Building the New Job Detail Page

Jiuling Wang

Senior Engineering Manager, Observability at Snowflake

June 21, 2016

Editor's note: This blog has been updated.

When we recently launched the new job detail page, we introduced new insights for job seekers to know their “In," meet the team, and get the inside scoop about working at the company. Since launch, the page is driving a double-digit lift in job applications. While it is exciting to see the page's popularity and its rich features, it is also a challenge to transform the design and deliver it to our members. All these changes gave our engineering team an opportunity to adopt the new technologies and rebuild the architecture for the sake of improving both members’ and developers’ experiences. In this blog, we will go into the details of how we built and delivered this page.

Tech stack

At LinkedIn Engineering, we try to use existing technologies as much as we can, which enables us to move fast. In the last few years, the company has developed many new technologies for scaling at LinkedIn. For the new jobs page, we redesigned the frontend architecture using Marionette and Play frameworks, and leveraged existing Rest.li framework and various data storage solution for mid-tier and backend services.

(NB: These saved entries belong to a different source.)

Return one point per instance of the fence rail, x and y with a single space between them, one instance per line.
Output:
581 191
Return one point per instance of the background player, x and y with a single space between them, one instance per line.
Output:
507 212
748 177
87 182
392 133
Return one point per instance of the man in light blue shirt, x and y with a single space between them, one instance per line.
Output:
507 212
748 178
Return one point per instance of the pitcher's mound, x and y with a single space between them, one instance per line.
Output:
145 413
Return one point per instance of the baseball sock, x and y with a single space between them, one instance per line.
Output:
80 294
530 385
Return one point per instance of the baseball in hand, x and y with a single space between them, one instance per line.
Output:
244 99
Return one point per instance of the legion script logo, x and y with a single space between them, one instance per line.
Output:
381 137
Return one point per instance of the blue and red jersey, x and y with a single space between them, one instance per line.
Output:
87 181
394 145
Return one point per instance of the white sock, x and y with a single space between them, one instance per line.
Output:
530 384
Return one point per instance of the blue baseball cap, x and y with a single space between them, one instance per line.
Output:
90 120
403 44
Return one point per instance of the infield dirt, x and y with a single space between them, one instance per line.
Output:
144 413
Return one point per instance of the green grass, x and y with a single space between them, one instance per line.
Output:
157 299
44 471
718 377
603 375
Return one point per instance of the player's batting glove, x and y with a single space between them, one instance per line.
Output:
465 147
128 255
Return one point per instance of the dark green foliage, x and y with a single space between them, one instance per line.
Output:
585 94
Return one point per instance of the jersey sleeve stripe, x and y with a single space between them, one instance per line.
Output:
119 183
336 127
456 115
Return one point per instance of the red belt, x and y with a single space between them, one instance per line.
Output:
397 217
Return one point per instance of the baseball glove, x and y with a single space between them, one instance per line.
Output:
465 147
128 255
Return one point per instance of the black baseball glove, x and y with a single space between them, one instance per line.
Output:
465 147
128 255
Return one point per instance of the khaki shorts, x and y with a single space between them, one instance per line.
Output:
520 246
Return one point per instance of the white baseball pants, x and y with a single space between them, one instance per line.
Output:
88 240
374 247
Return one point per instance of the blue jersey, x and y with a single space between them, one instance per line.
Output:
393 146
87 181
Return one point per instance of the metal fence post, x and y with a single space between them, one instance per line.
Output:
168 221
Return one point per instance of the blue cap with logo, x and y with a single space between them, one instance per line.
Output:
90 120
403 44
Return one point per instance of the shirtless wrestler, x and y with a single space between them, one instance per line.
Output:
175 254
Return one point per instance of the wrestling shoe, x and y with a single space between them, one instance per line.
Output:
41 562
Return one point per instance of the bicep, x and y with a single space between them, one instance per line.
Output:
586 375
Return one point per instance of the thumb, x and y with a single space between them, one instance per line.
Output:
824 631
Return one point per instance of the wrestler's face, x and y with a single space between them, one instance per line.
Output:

At LinkedIn, we are using Apache Traffic Server (ATS) to proxy to all requests and responses to the site. In other words, when a request to view the job detail page is fired from the browser, ATS will forward the request to our Play application based on the URL pattern.

The key functionality of Play app is fetching dynamic data. The page is organized as a standard header, footer, and multiple modules inside the body. In the Play frontend, we have a component called ModuleFactory, which is responsible for creating all modules shown on the page. Each module will process and get desired data by talking to various downstream Rest.li services. The page template is also defined at Play frontend, for which we are using Scala base page template. The Scala template engine aggregates all the module data with templates and renders them as a barebone HTML.

After the HTML being sent back to ATS, a plugin called Fizzy developed within LinkedIn is responsible for fetching the standard page header and footer, inserting them into the existing HTML, and flushing them to the browser.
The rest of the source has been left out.